Roze khob dashte bashi! Or: happy Mother Language Day! That is the translation from Dari, one of the many languages spoken in Afghanistan. The fact that I had never heard of it before today is actually a disgrace, given that it is the mother tongue of some 75 million people and is spoken by more than 300 million people worldwide.
The organisation behind Mother Language Day, the NT2 department of VU, asked itself two questions while preparing for this afternoon. First: what is the significance of someone’s mother tongue? And what space is language allowed to occupy at the university? Writer and columnist Abdelkader Benali, our guide during the speaking session, tells us why the language Tamazight feels so intimate to him. He speaks about an episode of the series The Pitt in which a woman ends up in intensive care but does not speak English.

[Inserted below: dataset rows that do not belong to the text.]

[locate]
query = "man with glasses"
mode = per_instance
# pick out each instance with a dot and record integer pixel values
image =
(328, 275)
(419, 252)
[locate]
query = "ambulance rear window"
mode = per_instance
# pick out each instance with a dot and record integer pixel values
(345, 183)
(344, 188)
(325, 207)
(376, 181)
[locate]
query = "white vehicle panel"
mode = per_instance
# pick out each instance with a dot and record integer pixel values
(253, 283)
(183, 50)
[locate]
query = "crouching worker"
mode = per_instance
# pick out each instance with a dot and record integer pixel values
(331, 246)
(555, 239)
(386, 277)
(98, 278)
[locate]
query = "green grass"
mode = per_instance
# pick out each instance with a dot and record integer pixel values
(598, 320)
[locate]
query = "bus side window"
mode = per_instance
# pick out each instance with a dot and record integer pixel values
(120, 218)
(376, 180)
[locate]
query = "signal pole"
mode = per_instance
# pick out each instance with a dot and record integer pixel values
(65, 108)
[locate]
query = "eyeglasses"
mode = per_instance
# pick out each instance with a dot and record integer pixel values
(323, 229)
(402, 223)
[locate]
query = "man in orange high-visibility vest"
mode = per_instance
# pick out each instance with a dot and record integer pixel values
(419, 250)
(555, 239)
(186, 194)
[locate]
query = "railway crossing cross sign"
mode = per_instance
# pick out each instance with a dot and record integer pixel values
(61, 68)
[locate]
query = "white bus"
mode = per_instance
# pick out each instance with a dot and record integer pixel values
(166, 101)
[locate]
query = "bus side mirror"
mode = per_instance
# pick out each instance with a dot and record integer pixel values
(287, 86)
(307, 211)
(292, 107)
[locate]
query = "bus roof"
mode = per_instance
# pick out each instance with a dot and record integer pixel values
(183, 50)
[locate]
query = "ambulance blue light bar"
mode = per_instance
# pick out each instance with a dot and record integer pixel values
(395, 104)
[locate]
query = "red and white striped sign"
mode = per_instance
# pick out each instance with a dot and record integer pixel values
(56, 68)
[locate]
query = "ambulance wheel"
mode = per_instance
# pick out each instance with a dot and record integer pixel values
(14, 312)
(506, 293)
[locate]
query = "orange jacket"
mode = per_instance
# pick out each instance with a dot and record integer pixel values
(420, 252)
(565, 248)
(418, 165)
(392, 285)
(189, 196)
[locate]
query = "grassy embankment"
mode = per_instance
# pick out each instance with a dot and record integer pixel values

In this woman, Benali sees his own mother, for whom he often had to translate between Dutch and Tamazight at the doctor’s. He describes what it’s like to learn a second language – that before you begin, you must shake off your mother tongue, a language connected to your past, to open yourself up to a new one.
Releasing memories
English Literature student Amir Naiemi and a friend, in keeping with the theme of saying goodbye to one’s mother tongue, perform a story in which Aladdin’s mother takes centre stage. Accompanied by Naiemi on musical instrument sitar, the spirit tells her that her son will never again recognise her. The sadness the mother feels as the spirit speaks, symbolises the fear you may experience of losing your mother tongue while learning a new language.
Maxime van der Reijden, a creative writing student, shows in her performance of her poem Ode aan het Leids [Ode to the dialect of the city of Leiden] that the mother tongue always remains hidden somewhere in a symbolical chest. A chest that, with great force and effort, can suddenly spring open in moments of fear or anger, releasing the memories connected to that mother tongue. For her, this brings her grandparents to the fore, with their Leiden dialect, smoky surroundings and the smell of port. With her poem about the dying Leiden dialect, Van der Reijden seeks to show how people can be proud of their mother tongue – a language she herself can no longer speak.
All in all, the message of Mother Language Day is to make people more aware that language is not merely a means of communication, but also an expression of culture. After Van der Reijden’s poem, there are four language workshops (Arabic, Turkish, Farsi and Russian) and a course in parallel language use, in which participants explore how to hold meetings effectively with multilingual colleagues. The workshops are given by enthusiastic NT2 students (Dutch as a second language).
Involving students is an important part of the afternoon. “People with a different mother tongue can contribute something and not only learn something”, says NT2 staff member Camille. And I agree. To show that I truly learned something from this day, I would like to end in the same language in which I began – Dari. So here it is: Khoda Khafez! (Goodbye!)